Locust
Keff, KEFF, Taïwan, France, USA, 2025o
À Taïwan, Zhong-Han, un jeune homme mutique d'une vingtaine d'années, mène une double vie. Employé dans un restaurant familial le jour, il rackette en bande la nuit pour le compte de parrains locaux. Mais le rachat du restaurant par un homme d'affaires véreux met en danger ses proches, et oblige Zhong-Han à affronter son propre gang.

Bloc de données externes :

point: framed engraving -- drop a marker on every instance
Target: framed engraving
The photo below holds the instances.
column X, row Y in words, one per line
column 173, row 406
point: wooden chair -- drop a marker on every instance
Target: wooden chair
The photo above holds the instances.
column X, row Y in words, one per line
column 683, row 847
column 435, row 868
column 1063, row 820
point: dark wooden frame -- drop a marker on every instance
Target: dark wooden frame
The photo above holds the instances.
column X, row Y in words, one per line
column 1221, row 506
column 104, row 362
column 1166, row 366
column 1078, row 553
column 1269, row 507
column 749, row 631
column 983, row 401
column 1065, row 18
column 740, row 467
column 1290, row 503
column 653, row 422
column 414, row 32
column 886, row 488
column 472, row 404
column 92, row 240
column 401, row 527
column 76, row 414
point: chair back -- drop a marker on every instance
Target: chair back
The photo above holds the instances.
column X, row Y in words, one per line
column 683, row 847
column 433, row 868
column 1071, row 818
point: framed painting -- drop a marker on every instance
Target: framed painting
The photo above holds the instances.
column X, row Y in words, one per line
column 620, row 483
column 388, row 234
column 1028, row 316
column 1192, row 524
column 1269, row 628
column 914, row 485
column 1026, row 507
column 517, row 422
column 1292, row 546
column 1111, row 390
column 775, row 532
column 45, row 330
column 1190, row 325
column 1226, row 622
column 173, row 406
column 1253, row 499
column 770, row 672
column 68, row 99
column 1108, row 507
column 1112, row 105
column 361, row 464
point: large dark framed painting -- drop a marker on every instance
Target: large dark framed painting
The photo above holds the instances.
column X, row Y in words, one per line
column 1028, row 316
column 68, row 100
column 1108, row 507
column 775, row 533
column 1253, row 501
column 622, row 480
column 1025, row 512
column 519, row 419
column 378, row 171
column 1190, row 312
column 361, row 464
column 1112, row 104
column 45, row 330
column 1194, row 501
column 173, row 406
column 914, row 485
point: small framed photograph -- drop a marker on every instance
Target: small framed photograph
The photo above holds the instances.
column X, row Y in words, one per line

Il fut un temps où les films de gangsters attiraient les foules. Mais en 2025, l’industrie du cinéma semble ne pouvoir plus tabler sur aucune certitude. Comme le veut l’adage, des goûts et des couleurs, on ne discute pas. Il semblerait pourtant plus opportun que jamais de discuter des goûts changeants d’un public toujours plus volage. Ambitieux premier long-métrage présenté à la Semaine de la critique cannoise l’an passé, Locust, sorti en France sous le titre de Gangs of Taïwan, a fait un four dans les salles hexagonales. On y retrouve pourtant tous les ingrédients d’un film à succès «d’autrefois»: une métropole asiatique, des petits commerçants soumis à la loi du plus fort, un jeune héros marginal, une romance désabusée, des ambiances nocturnes évocatrices du film noir… On aurait souhaité à Keff, jeune réalisateur américano-taïwanais, de connaître le même succès qu’un Abel Ferrara, dont les débuts prometteurs surfaient sur des motifs similaires. Certes, Locust n’atteint pas les sommets de virtuosité de L’ange de la vengeance ou de China Girl, mais le film est empreint d’un art de la mise en scène à la fois flamboyant et discret – à l’image de son personnage, Zhong-Han, employé muet d’un restaurant familial qui, pour arrondir ses fins de mois, participe à des razzias menées par un petit criminel dont les faux airs de Robin de bois masquent mal son asservissement aux requins de la finance. Lors de ses errances nocturnes, il fait la connaissance d’une caissière de supermarché craquante, immigrée de Hong Kong dont elle suit avec inquiétude le basculement autoritaire. On ne dévoilera rien en disant que ces deux âmes solitaires deviendront des amants de la nuit, et que leur destinée sentimentale – et tout court – sera promise à quelque désillusion: film de gangsters, Locust est aussi un véritable film noir, dont le ton désabusé semble faire siennes les paroles de Johnny Hallyday «Noir c’est noir», ou celles de Leonard Cohen «You Want it Darker». Un film trop sombre pour le public d’aujourd’hui? Certainement pas pour celui de Cinefile!